The plan intended to be the answer to Watford's traffic problems
Most of us tolerate it, some of us loathe it but we’ve all had to learn to live with it. It is around 60 years since substantive work began on arguably the biggest change to how the town looked in its history – the Watford ring road.
The story of its development and associated projects evolved over many years with plans being drawn and redrawn – at one stage a flyover was proposed where the Rickmansworth Road/St Albans Road underpass stands today – but thanks to research from Watford Museum’s volunteer archivist Christine Orchard we can look back at some of the key elements of the transformation of the town, together with some archive images.
One of the first key years in the plans to radically alter the face of the town was 1956 when the ‘Watford Central Area Draft Plan’ was published.
Writing in her book ‘Watford – A history’, Mary Forsyth said: “It was going to be the answer to traffic congestion. The plan…gave a clue to what was coming: it showed two new roads running north-south, parallel to the High Street, now Beechen Grove and Exchange Road, and a number of multi-storey car parks, not all exactly where they are now.”
Five years later Watford borough engineer Frederick Sage presented a proposal to build a multi-storey car park over the market and shops. Although the site was not exactly the one eventually developed, it was essentially what became Charter Place.
Mary explained Sage’s idea were part of the ‘Central Area Development Plan’ which included the ring road. But it took until 1970 for the plans for the “new site in Beechen Grove” to be announced. The details followed the next year: a new market, shops, car park and a new home for the YMCA.
May 20, 1962 is a significant date because that was when part of the High Street was first pedestrianised – a temporary barrier was put across the road at Market Street – and a trial one-way system introduced.
“The hope was in the future ‘no vehicle will ever again travel the length of the High Street’,” wrote Mary. “And no vehicle ever has.”
Two years later a new ‘Central Area Draft Plan’ was published. It proposed the pedestrianisation of more of the High Street, from Market Street to the Pond, and led to the flyover across the High Street at Upton Road and the subway from the Parade to the Town Hall.
Mary continued: “The 1964 plan proposed a fly-over to carry through traffic on the A412, Rickmansworth and St Albans Roads, which would be above a ground level continuation of the pedestrian precinct from the Pond to the Town Hall. The estimates for its cost led to a change of plan: the traffic continued at ground level and the pedestrians went underground.”
There were plenty of controversial elements to the proposed works, none more so than in 1967 when the Watford Observer reported “the entrance lodge to Cassiobury Park will have to come down in the Rickmansworth Road widening scheme”.

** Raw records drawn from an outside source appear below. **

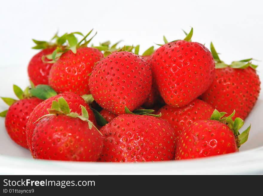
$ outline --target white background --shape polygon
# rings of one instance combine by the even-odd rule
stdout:
[[[58,30],[60,35],[76,31],[85,34],[94,28],[98,32],[93,40],[95,44],[122,39],[123,44],[140,44],[141,54],[154,42],[162,43],[164,35],[168,41],[184,38],[181,29],[189,32],[191,26],[192,40],[208,47],[212,41],[226,63],[251,57],[263,60],[261,1],[0,0],[0,96],[14,97],[12,84],[22,88],[29,84],[27,67],[37,52],[31,49],[31,39],[48,40]],[[257,69],[262,81],[263,64],[255,64],[259,65]],[[0,111],[7,108],[0,100]],[[4,169],[0,169],[0,174],[263,174],[263,125],[259,122],[262,110],[261,93],[244,127],[252,124],[249,140],[241,149],[243,154],[175,164],[82,164],[33,160],[28,151],[11,141],[1,118],[0,168]],[[247,150],[259,146],[261,151]]]
[[[93,42],[122,39],[140,44],[141,52],[182,39],[194,28],[192,40],[207,47],[212,41],[227,63],[263,60],[262,1],[2,1],[0,6],[0,66],[27,66],[37,51],[31,39],[48,40],[78,31],[98,31]],[[156,47],[157,46],[156,45]],[[261,64],[261,62],[258,64]]]

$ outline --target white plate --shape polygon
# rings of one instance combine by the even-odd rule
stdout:
[[[263,69],[258,68],[261,81]],[[261,71],[261,72],[260,71]],[[26,67],[0,68],[0,96],[15,97],[13,84],[21,88],[28,85]],[[262,84],[261,88],[262,85]],[[0,111],[7,105],[0,101]],[[238,153],[187,161],[155,162],[79,162],[34,160],[29,151],[13,142],[0,119],[0,174],[263,174],[263,96],[259,100],[241,131],[251,123],[248,141]]]

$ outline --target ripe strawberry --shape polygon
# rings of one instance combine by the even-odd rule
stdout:
[[[48,83],[48,77],[53,64],[43,62],[42,58],[52,54],[55,49],[53,47],[44,49],[33,57],[29,62],[27,67],[28,76],[35,85]],[[45,60],[48,59],[46,58]]]
[[[110,122],[117,116],[114,113],[109,112],[105,109],[102,110],[100,113],[108,122]]]
[[[226,113],[215,110],[210,120],[196,121],[183,131],[176,142],[175,159],[192,159],[230,153],[247,139],[250,126],[241,134],[244,124],[239,118],[223,117]]]
[[[229,65],[221,61],[211,43],[211,50],[216,61],[215,78],[208,89],[201,97],[220,111],[236,113],[244,119],[258,99],[260,81],[250,59],[234,61]]]
[[[168,43],[152,54],[153,75],[165,103],[173,107],[188,104],[204,92],[214,78],[215,63],[203,44],[184,40]]]
[[[174,130],[166,121],[149,116],[120,115],[100,129],[101,161],[169,160],[174,156]]]
[[[28,91],[28,88],[23,92],[17,86],[13,86],[20,100],[1,97],[10,107],[8,110],[0,113],[0,116],[5,117],[5,128],[11,138],[21,146],[27,148],[25,133],[27,122],[34,108],[43,100],[32,97]]]
[[[127,51],[117,52],[101,60],[89,78],[91,92],[103,108],[119,115],[124,107],[140,106],[150,93],[152,72],[145,61]]]
[[[34,129],[37,124],[37,122],[34,123],[41,116],[48,113],[47,109],[51,107],[53,101],[57,101],[58,98],[62,97],[64,98],[68,103],[72,112],[75,112],[80,115],[81,113],[81,108],[79,106],[81,105],[84,106],[88,113],[89,120],[94,123],[95,123],[95,118],[92,111],[88,105],[79,95],[73,92],[67,92],[51,97],[37,106],[29,116],[27,124],[26,133],[27,145],[31,153],[32,153],[31,145],[32,135]]]
[[[89,94],[88,75],[96,63],[103,57],[100,51],[92,48],[79,48],[76,54],[68,51],[54,63],[48,83],[58,93],[69,91],[81,95]]]
[[[197,121],[209,119],[215,108],[201,100],[196,99],[181,107],[166,105],[160,109],[161,118],[166,120],[176,131],[178,137],[181,133]]]
[[[35,158],[79,161],[96,161],[102,148],[102,136],[89,119],[85,107],[82,116],[70,113],[62,98],[53,101],[51,114],[42,117],[32,138]]]

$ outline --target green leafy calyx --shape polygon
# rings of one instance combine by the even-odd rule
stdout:
[[[132,112],[131,112],[126,106],[125,106],[124,109],[125,113],[126,114],[135,114],[137,115],[148,115],[149,116],[153,116],[155,117],[160,117],[162,116],[161,113],[159,114],[153,114],[151,113],[154,112],[153,110],[134,110]]]
[[[40,120],[42,118],[51,116],[58,115],[65,115],[68,116],[73,118],[78,118],[83,121],[88,123],[88,126],[89,129],[91,129],[93,127],[94,128],[99,132],[100,134],[103,136],[102,134],[100,131],[93,123],[89,120],[89,115],[87,109],[83,106],[80,105],[81,107],[81,111],[82,115],[79,115],[77,113],[74,112],[71,112],[69,106],[67,101],[62,97],[58,99],[58,101],[53,101],[51,106],[51,108],[48,109],[49,113],[48,114],[43,116],[39,118],[34,123]]]
[[[219,112],[216,109],[212,114],[210,120],[218,121],[227,124],[236,137],[237,146],[239,148],[247,140],[251,125],[240,134],[239,130],[244,124],[244,121],[238,117],[236,118],[233,121],[232,117],[235,113],[234,110],[229,116],[225,116],[226,113]]]
[[[234,69],[245,69],[250,67],[252,69],[255,69],[258,66],[252,63],[251,61],[253,60],[252,58],[233,61],[230,64],[228,65],[225,63],[219,58],[218,53],[215,50],[212,42],[211,42],[210,44],[210,48],[211,53],[212,53],[212,55],[215,63],[216,69],[223,69],[229,66]]]

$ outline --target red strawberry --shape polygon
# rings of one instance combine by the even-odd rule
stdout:
[[[44,49],[33,57],[29,62],[27,72],[29,79],[35,85],[48,83],[48,77],[53,64],[44,62],[42,58],[52,54],[55,49],[53,47]],[[46,60],[48,60],[46,58]]]
[[[27,90],[23,92],[15,85],[13,86],[13,88],[20,100],[1,97],[10,107],[8,110],[0,113],[0,116],[5,117],[5,128],[11,139],[21,146],[27,148],[25,133],[26,124],[34,108],[43,100],[32,97]]]
[[[105,136],[101,161],[139,162],[173,159],[174,131],[160,118],[123,114],[100,131]]]
[[[180,108],[166,105],[160,109],[161,118],[166,120],[176,131],[176,136],[193,122],[200,120],[208,120],[215,108],[201,100],[196,99]]]
[[[228,117],[223,117],[225,114],[215,110],[210,120],[196,121],[183,131],[176,141],[175,159],[238,151],[238,148],[247,139],[250,126],[240,134],[238,130],[244,121],[239,118],[233,121],[232,117],[234,112]]]
[[[119,115],[142,105],[150,93],[152,72],[143,59],[127,51],[110,54],[96,65],[89,85],[96,102]]]
[[[69,50],[54,63],[48,77],[48,83],[59,93],[72,91],[80,95],[89,93],[88,75],[95,63],[103,57],[95,48],[85,47]]]
[[[32,142],[33,157],[96,161],[101,152],[103,138],[88,120],[87,110],[81,106],[82,115],[80,116],[77,113],[70,113],[68,105],[63,98],[59,98],[58,102],[53,101],[51,109],[49,110],[53,115],[44,116],[34,130]]]
[[[180,107],[204,92],[214,78],[215,63],[203,44],[184,40],[168,43],[156,50],[151,62],[161,95],[167,104]]]
[[[68,103],[72,112],[75,112],[80,115],[81,113],[81,108],[79,106],[81,105],[84,106],[88,113],[89,115],[89,119],[91,121],[95,123],[95,118],[92,111],[91,110],[88,105],[86,103],[84,100],[79,95],[71,92],[65,92],[51,97],[38,105],[34,109],[29,116],[27,124],[26,133],[27,145],[31,153],[32,150],[31,145],[31,139],[34,129],[37,124],[37,123],[34,123],[41,117],[47,114],[48,113],[47,109],[51,107],[53,101],[57,101],[58,98],[62,97],[64,98]]]
[[[114,113],[103,109],[100,112],[100,113],[105,120],[108,122],[110,122],[117,116]]]
[[[211,43],[216,61],[215,78],[201,97],[220,111],[236,113],[244,119],[253,108],[260,90],[260,81],[252,59],[234,61],[227,65],[220,60]]]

This newspaper also reported that the council were to consider the possibility of moving the gates. Letters followed, a 17-year-old started a petition to save them, others tried to raise the money to move them, but none of this proved feasible. The gates were demolished in 1970; the site lies under one carriageway of Rickmansworth Road.
It was in the early 1970s that many of the key elements of the redevelopment took place: the demolition of the park gates and other parts of the highway including Weymouth Street and Hyde Road; the flyover was built and opened; A412 Rickmansworth/St Albans roads became a dual carriageway; the new subway between High Street and Hemsptead Road was constructed.
The ring road wasn’t completed until 1981 by which time car usage was far exceeding what had been planned for.
“The near-by trunk roads which were designed in part to take traffic away from the town centre also served to make it more accessible to motorists from a wider area,” wrote Mary. “What was good for the local economy also added to the congestion that, it had been thought, the ring road would alleviate.”
It is an issue that politicians and planners are still grappling with more than 40 years later.